His warnings followed mounting concern over the true state of local authority indebtedness and increasingly nervous speculation over the quality of the 11trillion yuan ($1.7 trillion) of debt held by local governments and their 6,576 financing companies at the end of 2010. Estimates differ on how much of that will be repaid: some analysts are confident that only about 2.5 trillion yuan will turn sour, while others believe that as much as three times that sum may never be repaid.
                                                                                                                                           

   

                       
               

                               
                          Moody's Investors Service, the ratings agency, has said that even the official calculation of total debt may be short by 3.5 trillion yuan.
The problem, according to analysts, arises from the reliance of local authorities on sales of land to supplement anaemic tax income.
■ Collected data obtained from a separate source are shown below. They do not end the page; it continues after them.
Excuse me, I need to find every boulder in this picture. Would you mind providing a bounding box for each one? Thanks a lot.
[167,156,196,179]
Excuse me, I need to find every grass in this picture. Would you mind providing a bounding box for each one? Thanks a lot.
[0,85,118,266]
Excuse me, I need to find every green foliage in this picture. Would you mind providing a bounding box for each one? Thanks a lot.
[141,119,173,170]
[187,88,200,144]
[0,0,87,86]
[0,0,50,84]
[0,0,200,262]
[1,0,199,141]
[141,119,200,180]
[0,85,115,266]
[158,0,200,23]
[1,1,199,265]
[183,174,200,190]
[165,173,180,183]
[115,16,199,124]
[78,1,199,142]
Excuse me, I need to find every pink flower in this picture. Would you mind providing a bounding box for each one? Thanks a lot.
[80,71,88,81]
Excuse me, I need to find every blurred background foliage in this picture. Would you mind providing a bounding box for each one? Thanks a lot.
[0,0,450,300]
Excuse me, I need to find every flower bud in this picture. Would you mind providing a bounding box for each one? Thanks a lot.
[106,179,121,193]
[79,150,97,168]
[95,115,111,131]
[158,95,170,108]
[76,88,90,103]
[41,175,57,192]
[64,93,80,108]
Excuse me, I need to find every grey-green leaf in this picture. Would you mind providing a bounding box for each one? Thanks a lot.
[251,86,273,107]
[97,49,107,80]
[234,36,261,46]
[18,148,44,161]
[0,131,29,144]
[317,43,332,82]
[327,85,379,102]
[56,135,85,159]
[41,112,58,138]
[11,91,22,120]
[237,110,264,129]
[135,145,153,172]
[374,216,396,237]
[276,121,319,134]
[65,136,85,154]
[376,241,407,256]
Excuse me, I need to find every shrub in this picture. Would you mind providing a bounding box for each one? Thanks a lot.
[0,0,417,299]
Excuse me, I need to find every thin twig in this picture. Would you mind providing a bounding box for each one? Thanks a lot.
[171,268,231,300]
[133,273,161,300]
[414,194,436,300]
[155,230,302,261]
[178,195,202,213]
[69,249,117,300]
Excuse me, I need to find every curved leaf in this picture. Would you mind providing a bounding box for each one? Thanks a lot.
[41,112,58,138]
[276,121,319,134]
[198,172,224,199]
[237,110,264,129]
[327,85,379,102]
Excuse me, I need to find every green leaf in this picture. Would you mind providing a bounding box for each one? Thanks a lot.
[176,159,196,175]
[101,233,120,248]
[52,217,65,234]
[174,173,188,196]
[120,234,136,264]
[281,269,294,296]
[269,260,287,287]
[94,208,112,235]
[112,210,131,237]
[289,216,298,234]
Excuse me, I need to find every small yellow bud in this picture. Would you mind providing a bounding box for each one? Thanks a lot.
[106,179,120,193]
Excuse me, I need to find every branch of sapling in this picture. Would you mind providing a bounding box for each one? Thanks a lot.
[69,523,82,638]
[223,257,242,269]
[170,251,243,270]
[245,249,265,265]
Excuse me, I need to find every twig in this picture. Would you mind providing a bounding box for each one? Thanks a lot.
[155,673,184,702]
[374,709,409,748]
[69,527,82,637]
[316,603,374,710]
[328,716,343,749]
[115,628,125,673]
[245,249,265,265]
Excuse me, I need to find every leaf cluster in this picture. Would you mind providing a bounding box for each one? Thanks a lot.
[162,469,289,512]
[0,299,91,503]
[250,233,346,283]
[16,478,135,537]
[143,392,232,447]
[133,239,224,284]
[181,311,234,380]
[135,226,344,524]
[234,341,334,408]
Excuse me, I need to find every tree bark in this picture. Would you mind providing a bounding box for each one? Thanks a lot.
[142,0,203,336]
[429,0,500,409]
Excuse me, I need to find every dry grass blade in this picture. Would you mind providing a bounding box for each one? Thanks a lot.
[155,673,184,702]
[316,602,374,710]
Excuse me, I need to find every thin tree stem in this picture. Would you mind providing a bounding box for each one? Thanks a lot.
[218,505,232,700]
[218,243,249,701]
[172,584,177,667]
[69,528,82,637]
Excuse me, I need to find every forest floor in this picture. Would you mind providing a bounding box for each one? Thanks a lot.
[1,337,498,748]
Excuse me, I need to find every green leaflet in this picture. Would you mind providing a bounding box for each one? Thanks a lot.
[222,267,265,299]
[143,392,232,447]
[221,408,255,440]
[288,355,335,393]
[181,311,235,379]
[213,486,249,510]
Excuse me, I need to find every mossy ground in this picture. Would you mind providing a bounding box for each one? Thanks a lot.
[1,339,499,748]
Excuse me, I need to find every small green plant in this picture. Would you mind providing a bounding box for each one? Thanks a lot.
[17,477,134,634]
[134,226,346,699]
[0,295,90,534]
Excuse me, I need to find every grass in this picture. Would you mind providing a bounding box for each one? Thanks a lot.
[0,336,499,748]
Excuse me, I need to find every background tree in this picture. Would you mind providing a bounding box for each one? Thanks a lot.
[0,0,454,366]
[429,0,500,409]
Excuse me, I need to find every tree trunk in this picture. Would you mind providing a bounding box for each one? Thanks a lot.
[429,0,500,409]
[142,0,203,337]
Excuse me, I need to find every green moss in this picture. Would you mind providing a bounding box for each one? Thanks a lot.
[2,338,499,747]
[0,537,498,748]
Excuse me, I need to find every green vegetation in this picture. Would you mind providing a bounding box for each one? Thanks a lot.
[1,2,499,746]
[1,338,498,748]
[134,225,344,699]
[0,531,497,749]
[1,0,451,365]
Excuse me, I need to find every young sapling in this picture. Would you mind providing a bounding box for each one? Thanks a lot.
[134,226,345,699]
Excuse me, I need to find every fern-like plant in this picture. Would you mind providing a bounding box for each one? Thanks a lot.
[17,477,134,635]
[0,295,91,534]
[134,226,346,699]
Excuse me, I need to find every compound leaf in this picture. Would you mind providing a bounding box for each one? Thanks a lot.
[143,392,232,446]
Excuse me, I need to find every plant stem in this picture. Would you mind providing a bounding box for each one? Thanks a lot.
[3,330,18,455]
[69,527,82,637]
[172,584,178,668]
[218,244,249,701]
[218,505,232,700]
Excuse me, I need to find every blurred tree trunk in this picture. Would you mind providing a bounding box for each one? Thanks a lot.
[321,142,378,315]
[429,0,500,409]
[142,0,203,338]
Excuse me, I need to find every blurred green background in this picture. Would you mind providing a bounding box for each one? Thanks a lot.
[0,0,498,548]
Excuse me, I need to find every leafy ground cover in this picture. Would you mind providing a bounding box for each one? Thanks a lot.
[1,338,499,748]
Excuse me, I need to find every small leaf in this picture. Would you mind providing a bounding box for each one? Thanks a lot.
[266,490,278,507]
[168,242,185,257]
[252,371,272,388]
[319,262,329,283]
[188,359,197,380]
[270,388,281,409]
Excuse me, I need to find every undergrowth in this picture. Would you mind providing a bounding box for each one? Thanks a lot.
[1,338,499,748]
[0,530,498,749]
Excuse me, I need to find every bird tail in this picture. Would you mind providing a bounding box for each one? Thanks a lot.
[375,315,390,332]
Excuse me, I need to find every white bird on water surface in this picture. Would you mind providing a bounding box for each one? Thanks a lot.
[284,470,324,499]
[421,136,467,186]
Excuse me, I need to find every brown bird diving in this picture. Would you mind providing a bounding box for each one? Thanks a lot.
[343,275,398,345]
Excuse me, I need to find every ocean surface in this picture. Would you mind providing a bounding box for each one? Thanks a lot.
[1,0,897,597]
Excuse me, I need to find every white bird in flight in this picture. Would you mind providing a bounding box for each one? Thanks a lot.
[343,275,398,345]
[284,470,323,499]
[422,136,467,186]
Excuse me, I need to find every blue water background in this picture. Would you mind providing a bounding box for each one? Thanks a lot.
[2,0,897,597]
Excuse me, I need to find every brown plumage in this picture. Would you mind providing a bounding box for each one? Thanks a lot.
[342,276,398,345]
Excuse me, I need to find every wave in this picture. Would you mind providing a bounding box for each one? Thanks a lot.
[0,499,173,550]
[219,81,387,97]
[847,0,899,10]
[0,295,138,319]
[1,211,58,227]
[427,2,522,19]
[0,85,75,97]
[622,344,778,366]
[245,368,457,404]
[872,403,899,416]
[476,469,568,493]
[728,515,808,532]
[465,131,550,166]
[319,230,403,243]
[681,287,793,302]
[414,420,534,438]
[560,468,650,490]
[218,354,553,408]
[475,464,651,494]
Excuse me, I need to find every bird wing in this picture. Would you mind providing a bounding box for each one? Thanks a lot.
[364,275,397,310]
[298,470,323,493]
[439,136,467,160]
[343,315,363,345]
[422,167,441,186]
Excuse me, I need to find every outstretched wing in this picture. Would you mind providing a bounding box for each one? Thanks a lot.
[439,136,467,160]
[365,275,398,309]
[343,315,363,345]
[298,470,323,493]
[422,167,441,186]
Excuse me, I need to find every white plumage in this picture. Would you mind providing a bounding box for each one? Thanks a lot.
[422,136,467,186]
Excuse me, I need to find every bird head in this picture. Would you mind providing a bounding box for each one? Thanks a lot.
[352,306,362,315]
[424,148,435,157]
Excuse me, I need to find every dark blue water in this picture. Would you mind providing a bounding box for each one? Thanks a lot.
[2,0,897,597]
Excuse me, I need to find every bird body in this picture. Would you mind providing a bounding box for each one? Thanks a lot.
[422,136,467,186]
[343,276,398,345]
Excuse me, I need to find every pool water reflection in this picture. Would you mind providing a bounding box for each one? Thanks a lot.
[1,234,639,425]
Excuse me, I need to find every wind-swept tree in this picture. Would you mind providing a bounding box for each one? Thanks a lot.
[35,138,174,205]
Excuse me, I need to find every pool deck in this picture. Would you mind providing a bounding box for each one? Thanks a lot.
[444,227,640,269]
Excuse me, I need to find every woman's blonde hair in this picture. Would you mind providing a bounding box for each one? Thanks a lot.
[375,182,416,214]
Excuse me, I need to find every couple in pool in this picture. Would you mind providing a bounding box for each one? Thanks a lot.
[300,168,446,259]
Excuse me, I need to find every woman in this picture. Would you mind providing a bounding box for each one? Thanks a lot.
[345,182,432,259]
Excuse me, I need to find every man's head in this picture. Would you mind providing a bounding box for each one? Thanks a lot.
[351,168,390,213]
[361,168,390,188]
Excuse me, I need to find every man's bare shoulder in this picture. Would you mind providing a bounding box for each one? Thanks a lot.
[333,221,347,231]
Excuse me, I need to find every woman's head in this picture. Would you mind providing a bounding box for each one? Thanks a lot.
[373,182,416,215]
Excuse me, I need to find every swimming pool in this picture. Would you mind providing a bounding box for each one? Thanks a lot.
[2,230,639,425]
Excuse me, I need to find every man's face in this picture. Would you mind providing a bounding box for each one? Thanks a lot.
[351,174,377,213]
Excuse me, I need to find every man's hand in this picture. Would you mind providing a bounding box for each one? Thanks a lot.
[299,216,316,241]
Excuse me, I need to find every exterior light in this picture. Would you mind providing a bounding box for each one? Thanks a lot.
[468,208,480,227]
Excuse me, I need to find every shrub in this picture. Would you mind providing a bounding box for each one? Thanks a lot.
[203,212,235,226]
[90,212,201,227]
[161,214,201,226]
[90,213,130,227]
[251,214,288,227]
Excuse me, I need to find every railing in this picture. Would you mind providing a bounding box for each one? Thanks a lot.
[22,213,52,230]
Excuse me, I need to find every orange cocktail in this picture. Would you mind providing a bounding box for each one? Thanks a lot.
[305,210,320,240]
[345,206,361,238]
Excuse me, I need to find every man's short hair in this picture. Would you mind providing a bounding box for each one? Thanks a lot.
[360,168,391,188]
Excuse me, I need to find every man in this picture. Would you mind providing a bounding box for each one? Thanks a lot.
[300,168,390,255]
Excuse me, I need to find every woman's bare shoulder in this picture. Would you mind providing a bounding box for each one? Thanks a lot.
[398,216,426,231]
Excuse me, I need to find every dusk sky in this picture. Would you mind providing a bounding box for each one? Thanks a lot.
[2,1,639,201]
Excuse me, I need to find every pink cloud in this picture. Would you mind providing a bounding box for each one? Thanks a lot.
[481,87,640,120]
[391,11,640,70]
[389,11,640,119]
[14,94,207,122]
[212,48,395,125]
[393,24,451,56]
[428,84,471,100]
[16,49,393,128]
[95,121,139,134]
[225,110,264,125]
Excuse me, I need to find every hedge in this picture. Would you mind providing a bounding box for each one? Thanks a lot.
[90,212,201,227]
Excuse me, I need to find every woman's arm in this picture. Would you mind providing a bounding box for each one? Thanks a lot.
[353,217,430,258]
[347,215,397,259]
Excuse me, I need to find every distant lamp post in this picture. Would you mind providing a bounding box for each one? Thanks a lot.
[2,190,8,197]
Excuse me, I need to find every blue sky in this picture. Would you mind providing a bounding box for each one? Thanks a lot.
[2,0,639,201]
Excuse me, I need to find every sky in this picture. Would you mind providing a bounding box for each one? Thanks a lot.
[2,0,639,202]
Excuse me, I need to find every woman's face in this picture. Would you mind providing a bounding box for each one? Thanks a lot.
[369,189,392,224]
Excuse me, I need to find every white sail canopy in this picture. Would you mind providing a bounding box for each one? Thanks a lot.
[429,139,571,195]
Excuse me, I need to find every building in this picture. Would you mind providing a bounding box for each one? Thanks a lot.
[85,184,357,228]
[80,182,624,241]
Falling land prices and the increasing sensitivity of land seizures are starting to destroy assumptions about how effectively local authorities can meet their debt commitments.
There are also alarming signs that as well as being inefficiently allocated, vast sums could have vanished into a morass of corruption and embezzlement. China's State Audit Office said last week that it had uncovered 530billion yuan of "irregularities" involving local government debt. The true figure is thought to be higher. Some analysts have described the problem as the equivalent to a bad debt crisis in 15 of the world's largest emerging economies, in multiple cities and in multiple local government funding vehicles in those countries.
China's problems with local government debt has its origins in the global financial crisis of 2008 and the colossal stimulus measures that Beijing used to avert a knock-on slowdown in its economy. The stimulus was augmented by a spectacular lending binge by the banks, much of which flowed through local government finance vehicles and then into infrastructure and construction projects of varying value.
Some governments spent wisely on projects with potential returns. Others did not. In the southern city of Chengde, a dollars 160million marathon track remains uncompleted after three years. Even when it is finished, nobody knows how an obscure city could attract the high-profile international marathon fixture that would ever begin to repay the investment.
Alistair Thornton, a China economist at IHS Global Insight, said that as China enters 2012, its fundamental dilemma remained unchanged; the government fears a repeat of the orgy of bank lending it unleashed between 2008 and 2010, despite the generally positive effect its stimulus had on domestic growth. But if China loosened policy in the face of falling exports and weakness in the eurozone, it could inflame precarious local government debt.
Mr Thornton said:  "China's economic policymakers are walking a tightrope".